The corporate identity of Rechab's descendants is established by Jonadab's charge against wine and tested in Jeremiah's chamber-scene at the temple. Yahweh sends the prophet to bring the family in for an examined cup: "Go to the house of the Rechabites, and speak to them, and bring them into the house of Yahweh, into one of the chambers, and give them wine to drink" (Jer 35:2). Jeremiah gathers Jaazaniah, his brothers, all his sons, and the whole house of the Rechabites into the chamber of the sons of Hanan, sets before them bowls full of wine and cups, and issues the imperative, "Drink⁺ wine" (Jer 35:5).

The refusal that follows is the defining act of the line: "We will drink no wine; for Jonadab the son of Rechab, our father, commanded us, saying, You⁺ will drink no wine, neither you⁺, nor your⁺ sons, forever" (Jer 35:6).
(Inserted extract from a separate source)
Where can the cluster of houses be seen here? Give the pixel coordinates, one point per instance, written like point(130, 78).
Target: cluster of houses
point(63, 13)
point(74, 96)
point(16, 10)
The We-will-drink-no-wine clause fixes the response at the categorical-no register; the our-father appositive grades the operative authority at the ancestral-head level; the You⁺-will-drink-no-wine plural-you ⁺ imperative locates the prohibition on the whole house; the neither-you⁺,-nor-your⁺-sons extension grades the scope at a multi-generational tier; and the closing forever fixes the duration at the perpetual register. The Rechabite spokesman expands the testimony at Jer 35:8 to include the full domestic field: "And we have obeyed the voice of Jonadab the son of Rechab, our father, in all that he charged us, to drink no wine all our days, we, our wives, our sons, or our daughters."

The Divine Verdict and the Perpetuation Promise

Yahweh's verdict on the chamber-scene turns the Rechabite obedience into a polemical contrast with Judah: "Since the sons of Jonadab the son of Rechab have performed the commandment of their father which he commanded them, but this people has not listened to [my Speech]" (Jer 35:16). The performed-the-commandment / not-listened pairing sets human ancestral fidelity against divine ancestral-and-prophetic instruction repeatedly refused. The judgment-clause is then matched by a covenantal blessing on the obedient house: "Thus says Yahweh of hosts, the God of Israel: Because you⁺ have obeyed the commandment of Jonadab your⁺ father, and kept all his precepts, and done according to all that he commanded you⁺" (Jer 35:18); "therefore thus says Yahweh of hosts, the God of Israel: Jonadab the son of Rechab will not lack a man to stand before me forever" (Jer 35:19). The will-not-lack-a-man-to-stand-before-me formula grades the operative reward at the perpetual-priestly-attendance register, so the house's tee-total fidelity is rewarded with continuous standing in the divine presence. The Rechabite material therefore connects naturally with the wider pattern of Old Testament Total Abstinence and stands beside the consecration of the Nazarite as a parallel scriptural form of vowed renunciation involving Wine.

Rechab Father of Malchijah

The third Rechab appears once, in the wall-rebuilding catalogue of Nehemiah, as the father of one of the gate-repairers: "And the dung gate repaired Malchijah the son of Rechab, the ruler of the district of Beth-haccherem; he built it, and set up its doors, its bolts, and its bars" (Ne 3:14). The text supplies no further line back to either the Beerothite assassin or the Kenite Jonadab; the rulership of Beth-haccherem and the post-exilic setting separate this Rechab from the earlier two as a discrete third bearer of the name.